KUALA LUMPUR: Barisan Nasional is eyeing to capture several parliamentary seats that it did not win in the 15th General Election (GE15), but in which it had garnered the second highest number of votes, says Datuk Seri Dr Ahmad Zahid Hamidi (pic).
Classifying such seats as “Tier 2 seats”, the Barisan chairman said the coalition could win them in the 16th General Election due in 2027.
“I am confident, if unity is the priority and made a key focus in a political organisation like Umno, we can secure the seats in the Tier 2 category,” he said during a podcast episode.
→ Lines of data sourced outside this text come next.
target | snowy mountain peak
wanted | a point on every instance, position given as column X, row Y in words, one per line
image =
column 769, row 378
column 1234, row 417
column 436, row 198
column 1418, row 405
He said the coalition will negotiate with other parties in an effort to capture these seats.
In GE15, Barisan secured only 30 parliamentary seats, comprising 26 from Umno, followed by MCA (two), MIC (one) and Parti Bersatu Rakyat Sabah (one).
The coalition then joined Pakatan Harapan and coalitions from Sabah and Sarawak to form the unity government in November 2022.
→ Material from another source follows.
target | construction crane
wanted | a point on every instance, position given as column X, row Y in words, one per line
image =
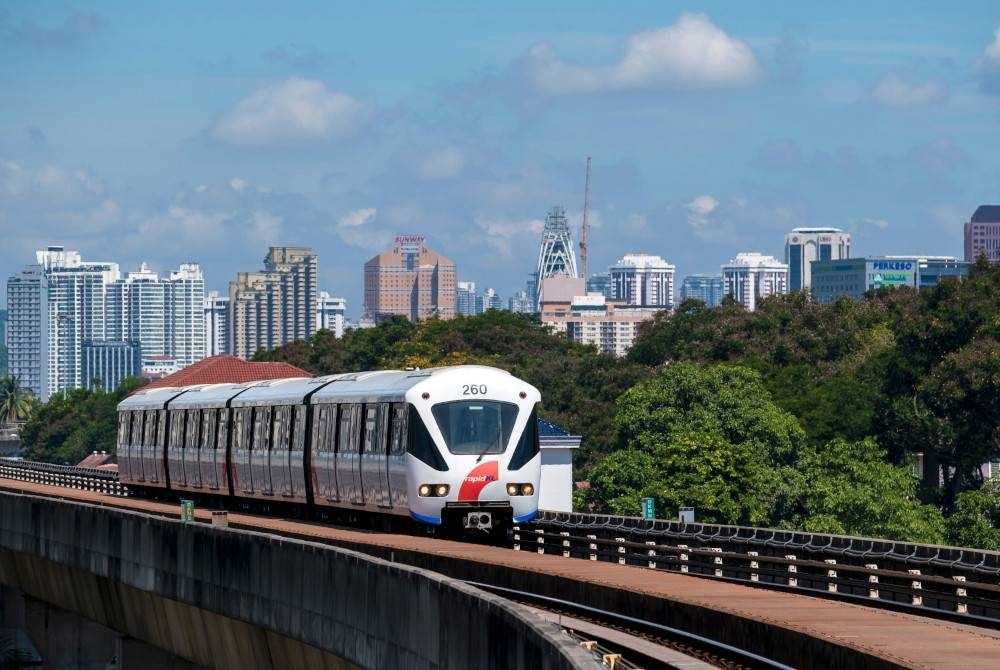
column 583, row 236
The Bagan Datuk MP said that Umno’s losses in GE15 were due to factionalism and that it is now a smaller party.
Although Umno had lost many seats and supporters since GE15, Ahmad Zahid said it was better to be a smaller but cohesive party rather than a large one with multiple factions and problematic members.
“Let Umno be smaller in terms of members who are very loyal to the party,” he said.
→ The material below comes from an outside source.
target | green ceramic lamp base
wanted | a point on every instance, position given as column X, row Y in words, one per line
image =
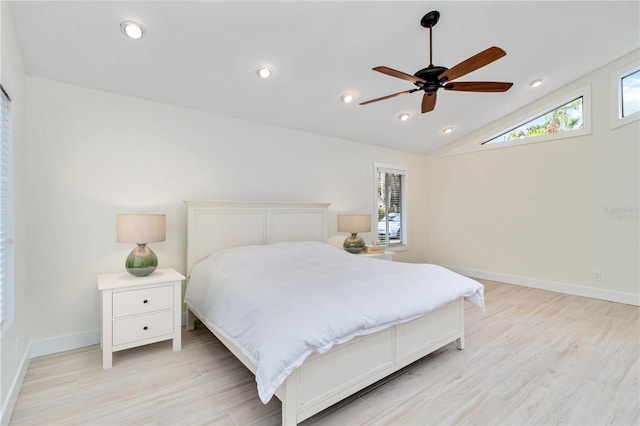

“If they are a pain in the neck (in the party) or ‘gunting dalam lipatan’ (hidden enemy), those people are no longer needed.”
Ahmad Zahid also took a swipe at exiled Umno leaders Khairy Jamaluddin and Shahril Hamdan, saying the duo can stay out of Umno for good.
While he did not specifically name them, Ahmad Zahid said: “Those who ‘keluar sekejap’ (exited briefly) can ‘keluar selama-lamanya’ (stay out for good).
“My goal is to reunite (party members); those who left can do so for good.”
Khairy, an ex-Umno Youth chief, started the “Keluar Sekejap” podcast with ex-information chief Shahril in 2023.
Umno expelled Khairy and suspended Shahril.
He said those who remained loyal to the party must stay loyal and put the party’s interests above their own.